Background: Ovarian aging-induced decline in oocyte quality has been a main issue in women of advanced maternal age. However, the potential mechanism remains elusive, and there are no effective strategies to ameliorate aged oocyte quality. The lipid metabolism of oocytes has drawn great attention, but the intrinsic regulation of oocyte quality by metabolites, metabolic enzymes, and intracellular mediators is less well-characterized.
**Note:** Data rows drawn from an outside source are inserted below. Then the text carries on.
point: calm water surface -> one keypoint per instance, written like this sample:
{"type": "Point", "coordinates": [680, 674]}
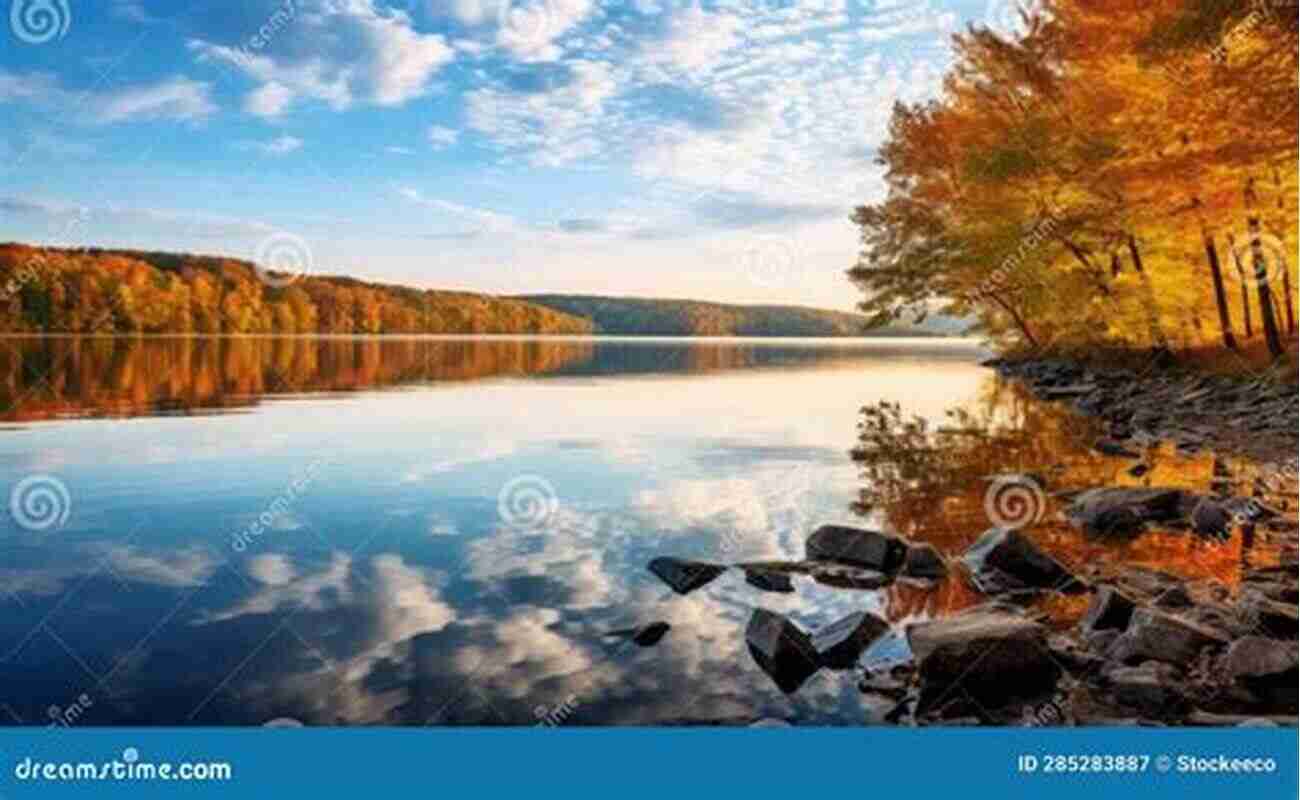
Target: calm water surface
{"type": "Point", "coordinates": [437, 531]}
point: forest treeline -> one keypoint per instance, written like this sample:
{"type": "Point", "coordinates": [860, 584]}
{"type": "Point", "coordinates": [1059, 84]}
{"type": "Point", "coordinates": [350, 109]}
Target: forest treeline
{"type": "Point", "coordinates": [653, 316]}
{"type": "Point", "coordinates": [1118, 174]}
{"type": "Point", "coordinates": [91, 290]}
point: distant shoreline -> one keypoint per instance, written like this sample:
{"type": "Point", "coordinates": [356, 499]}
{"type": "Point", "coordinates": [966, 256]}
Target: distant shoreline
{"type": "Point", "coordinates": [89, 290]}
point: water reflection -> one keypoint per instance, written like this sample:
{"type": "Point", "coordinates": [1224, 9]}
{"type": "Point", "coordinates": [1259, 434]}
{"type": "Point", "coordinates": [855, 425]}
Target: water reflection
{"type": "Point", "coordinates": [937, 481]}
{"type": "Point", "coordinates": [390, 588]}
{"type": "Point", "coordinates": [52, 377]}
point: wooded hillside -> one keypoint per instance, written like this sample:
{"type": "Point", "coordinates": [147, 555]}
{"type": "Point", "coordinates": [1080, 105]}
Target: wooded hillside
{"type": "Point", "coordinates": [126, 292]}
{"type": "Point", "coordinates": [1119, 176]}
{"type": "Point", "coordinates": [645, 316]}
Methods: Targeted lipidomics was employed to detect the neutral lipids in oocytes during maturation. We used 4,4-difluoro-1,3,5,7,8-pentamethyl-4-bora-3a,4a-diaza-s-indacene (BODIPY 493/503) and Filipin to stain cholesteryl ester and free cholesterol, respectively. The Cholesterol/Cholesteryl Ester Quantification Assay kit was used further to quantify cholesterol-related metabolites. Western blotting was performed to evaluate acyl-coenzyme A: cholesterol acyltransferase 1/2 (ACAT1/2) expression. Immunofluorescence and quantitative real-time polymerase chain reaction (qRT-PCR) were conducted to validate the knockdown efficiency of ACAT1. Avasimibe treatment and ACAT1 small interfering RNA (siRNA) microinjection were performed to investigate the effect of impaired cholesterol-cholesteryl ester metabolism on oocyte quality. Single-oocyte RNA sequencing was conducted to explore the mechanism. Mitochondrial membrane potential (MMP), adenosine triphosphate (ATP) production, reactive oxygen species (ROS), and mitochondrial autophagosomes were detected to evaluate mitochondrial function and mitophagy.

Results: There is a profound increase in the conversion of cholesterol to cholesteryl ester in oocytes during maturation, which depends on ACAT1. Conversely, disturbing the homeostasis of cholesterol-cholesteryl ester metabolism by manipulating ACAT1 impairs oocyte quality, primarily manifested as decreased polar body extrusion (PBE), increased meiotic defects, and abnormal early embryonic development. Mechanistically, the impaired conversion of cholesterol to cholesteryl ester reduces oocyte mitophagy, leading to mitochondrial dysfunction, including reduced MMP and ATP production, and excessive accumulation of ROS. Notably, we also reveal that this metabolic homeostasis is impaired in aged oocytes, accompanied by decreased ACAT1 levels. Moreover, cholesteryl ester supplementation via cholesterol conjugated to methyl-β-cyclodextrin (CCM) can effectively ameliorate aged oocyte quality by enhancing mitophagy.

Conclusions: This study reveals the mechanism by which cholesterol-cholesteryl ester metabolism regulates oocyte quality and thus participates in the process of oocyte aging by influencing mitophagy and mitochondrial function.